Comment un tel phénomène est-il rendu possible ? Par l’effacement des idéaux, par l’épuisement de la contre-culture, par la perte du sens historique, la montée du cynisme, le déploiement d’un monde tapissés d’objets de consommation et de médias, ainsi que l’avènement d’une logique thérapeutique où chacun doit travailler sur lui-même. Résultat: les individus se trouvent détachés de toute tradition et se replient sur eux-mêmes. Il y gagne une certaine liberté d’esprit, un goût de l’expérience, mais y sacrifient une certaine vivacité émotionnelle en devenant foncièrement apathiques.
Gilles Lipovetsky, dans son brillant ouvrage sociologique L’ère du vide, caractérise l’esprit narcissique de la manière suivante:
[…] cette nouvelle conscience cool et désinvolte , en tout point semblable à la conscience téléspectatrice, captée par tout et rien, excitée et indifférente à la fois, sursaturée d’informations, conscience optionnelle, disséminée, aux antipodes de la conscience volontaire […]

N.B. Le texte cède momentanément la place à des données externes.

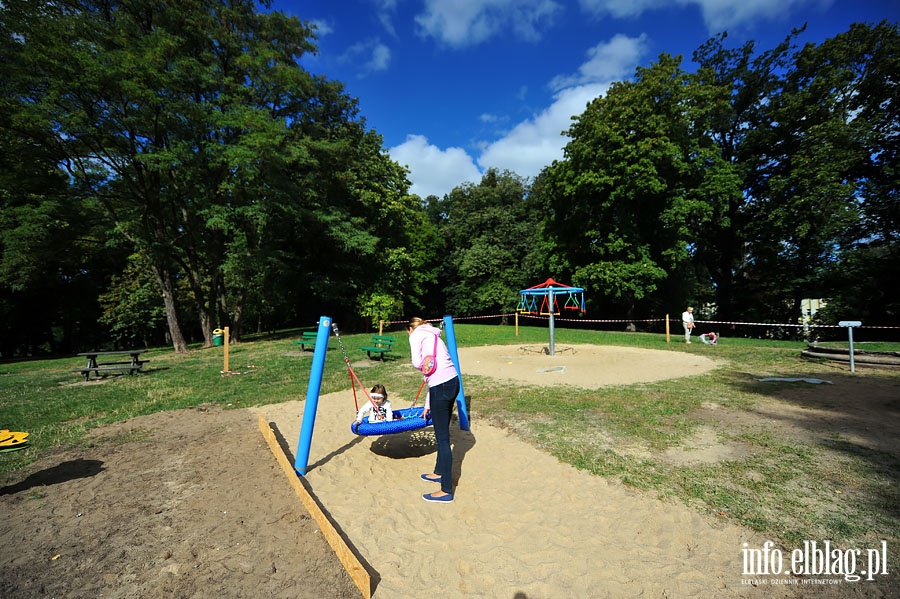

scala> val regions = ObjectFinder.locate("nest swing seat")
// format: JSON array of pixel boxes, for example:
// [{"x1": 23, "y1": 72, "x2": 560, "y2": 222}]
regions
[
  {"x1": 350, "y1": 406, "x2": 433, "y2": 436},
  {"x1": 332, "y1": 322, "x2": 434, "y2": 437}
]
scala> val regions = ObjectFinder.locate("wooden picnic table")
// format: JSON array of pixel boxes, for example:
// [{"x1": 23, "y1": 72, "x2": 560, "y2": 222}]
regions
[{"x1": 74, "y1": 349, "x2": 149, "y2": 381}]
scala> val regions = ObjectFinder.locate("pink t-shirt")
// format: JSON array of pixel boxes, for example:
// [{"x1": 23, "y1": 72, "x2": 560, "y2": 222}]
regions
[{"x1": 408, "y1": 323, "x2": 458, "y2": 388}]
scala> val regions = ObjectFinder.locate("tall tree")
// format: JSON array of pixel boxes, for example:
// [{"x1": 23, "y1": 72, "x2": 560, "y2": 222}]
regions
[
  {"x1": 688, "y1": 32, "x2": 795, "y2": 321},
  {"x1": 433, "y1": 169, "x2": 545, "y2": 317},
  {"x1": 740, "y1": 22, "x2": 897, "y2": 325},
  {"x1": 3, "y1": 0, "x2": 423, "y2": 349},
  {"x1": 0, "y1": 17, "x2": 127, "y2": 356},
  {"x1": 540, "y1": 55, "x2": 704, "y2": 317},
  {"x1": 799, "y1": 21, "x2": 900, "y2": 327},
  {"x1": 0, "y1": 125, "x2": 125, "y2": 355}
]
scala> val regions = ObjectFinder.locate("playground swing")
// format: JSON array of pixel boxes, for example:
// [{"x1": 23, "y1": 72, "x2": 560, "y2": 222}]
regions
[
  {"x1": 539, "y1": 295, "x2": 560, "y2": 316},
  {"x1": 563, "y1": 291, "x2": 586, "y2": 313},
  {"x1": 330, "y1": 323, "x2": 433, "y2": 437}
]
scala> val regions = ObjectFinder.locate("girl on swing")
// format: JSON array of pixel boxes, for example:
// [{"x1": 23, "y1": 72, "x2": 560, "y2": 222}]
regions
[{"x1": 354, "y1": 384, "x2": 396, "y2": 425}]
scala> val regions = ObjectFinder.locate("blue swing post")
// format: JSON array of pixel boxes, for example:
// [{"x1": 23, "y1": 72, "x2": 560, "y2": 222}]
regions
[
  {"x1": 294, "y1": 316, "x2": 332, "y2": 476},
  {"x1": 443, "y1": 315, "x2": 470, "y2": 431}
]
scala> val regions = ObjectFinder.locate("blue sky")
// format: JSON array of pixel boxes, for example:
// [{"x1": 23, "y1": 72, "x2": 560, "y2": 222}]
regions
[{"x1": 269, "y1": 0, "x2": 897, "y2": 199}]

Lipovetsky insiste dans son ouvrage pour que l’on ne voit pas dans l’esprit narcissique une quelconque forme de décadence civilisationnelle. Pour ma part, je pense qu’il n’est pas important de savoir si l’étiquette de la décadence doit être apposée ou non sur le narcissisme social. L’essentiel est de reconnaître que cette forme de la conscience, qui nous habite d’ailleurs tous à des degrés divers, amène, comme toutes les formes de conscience, son lot de problèmes, et qu’il importe par conséquent d’y réfléchir, d’en faire la critique.